Just to respond to some of the other points and questions:

The suggestion of DH taking time to come over for a long weekend is a great one and may actually be possible so I'll suggest it!

The holiday clubs idea would be a good one for most children and could be a possibility in the future but I know they wouldn't cope with that right now.

And thank you for the advice on the documentation.

I had another idea - I was thinking about what DH would do if they couldn't come and I know that it would end up being his mum who would watch them but that she would need to take time off from work to do so (and she has said in the past that she would love to do that sometime). So then I thought, if she is taking time off work anyway, we could invite her with us. I know it wouldn't change the need for a letter from their mum or the documentation but it would be good for them to have her there as well and good for me to have her around plus we all get to spend time together. It would also hopefully make it become and feel a place for them to be with their family and not just mine. And maybe their mum would be more amenable to agreeing for their gran to take them away than just me.
I've suggested it to DH and he thinks it's a great idea so he's going to speak to his mum about it first then we can take it from there. Fingers crossed!

OP posts:
candlesandpitchforks · 02/06/2022 06:29

Just a note to say that you sound lovely and that is a great idea - more hands the better !

DefiniteTortoise · 02/06/2022 06:40

Op, you sound like a very kind and involved stepmum. I hope your DH appreciates that you doing the vast majority of all childcare is not the default for most blended families.

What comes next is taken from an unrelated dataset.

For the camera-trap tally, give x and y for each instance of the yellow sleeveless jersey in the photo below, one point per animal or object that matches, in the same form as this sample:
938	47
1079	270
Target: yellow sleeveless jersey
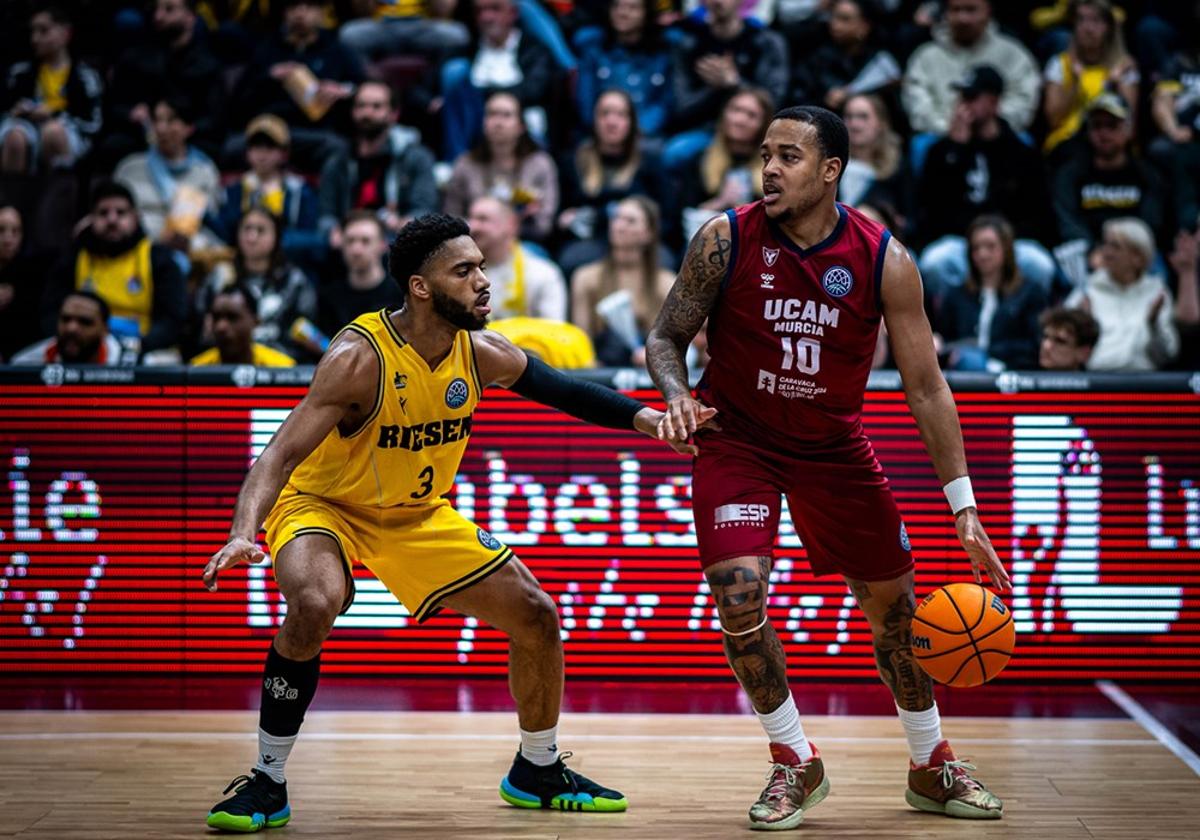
408	450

Elevenstranger · 02/06/2022 13:31

Thanks @candlesandpitchforks and @DefiniteTortoise and everyone else previously for the kind comments. It's genuinely really appreciated because it's bloody hard being a step-parent sometimes, in all honesty I think it's been one of the hardest things I've ever done (and I've not had the easiest life). My DH is always really appreciative but I'm an overthinker so I'm always questioning if I'm doing right by DSSs and by our DD so it's nice to get some reassurance from others too.

OP posts:
Starseeking · 02/06/2022 23:42

You are a great stepmum @Elevenstranger, your DH landed on his feet with you! Not only do you do the bulk of the day to day care, you are also offering to take his DC on holiday, AND his DM! I hope he is suitably grateful for how much you do to support him.

Willyoujustbequiet · 03/06/2022 00:53

You sound like a wonderful stepmom who goes above and beyond. Your DH is very lucky to have you.

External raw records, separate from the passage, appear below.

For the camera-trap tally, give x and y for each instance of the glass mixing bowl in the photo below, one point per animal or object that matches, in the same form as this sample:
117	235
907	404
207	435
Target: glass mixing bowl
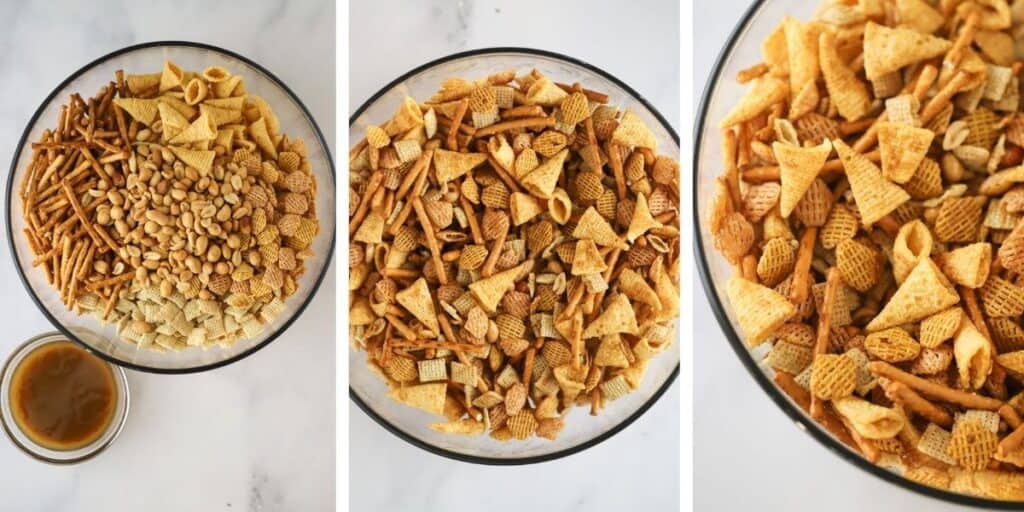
296	121
582	431
721	92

I know however from experience that unless you have a 'Lives With' Child Arrangement Court Order you need written consent from both parents.

Luredbyapomegranate · 03/06/2022 01:39

I have done and it’s fine, so unless their Ma would particularly want them, crack on.

Make sure that partner of yours isn’t taking you for a ride though, you do appear to be a bit of an unpaid housekeeper / nanny.

JustLyra · 03/06/2022 10:12

I took DS1 (technically DSS) away several times, and my DH took my two DDs away as well.

we always just carried a letter from the other and our marriage cert just to show the link. It’s also easy enough when the kids are old enough to be able to say “She’s my step-mum” if asked.

LunaAndHerMoonDragons · 03/06/2022 11:17

lunar1 · 01/06/2022 15:32

Some of the reply's just show that so many people can't see past a nuclear family. It takes more than biology to be a parent, the op is clearly a parent to these children, no matter how she came into their lives.

I'm sure the children will do just fine going away with a loving step mum who has taken on a parental role, allowing the dad to continue his training for the benefit of the whole family.

Those children are damn lucky to have you @Elevenstranger.

This.

It's a lovely idea OP. I hope their mother agrees.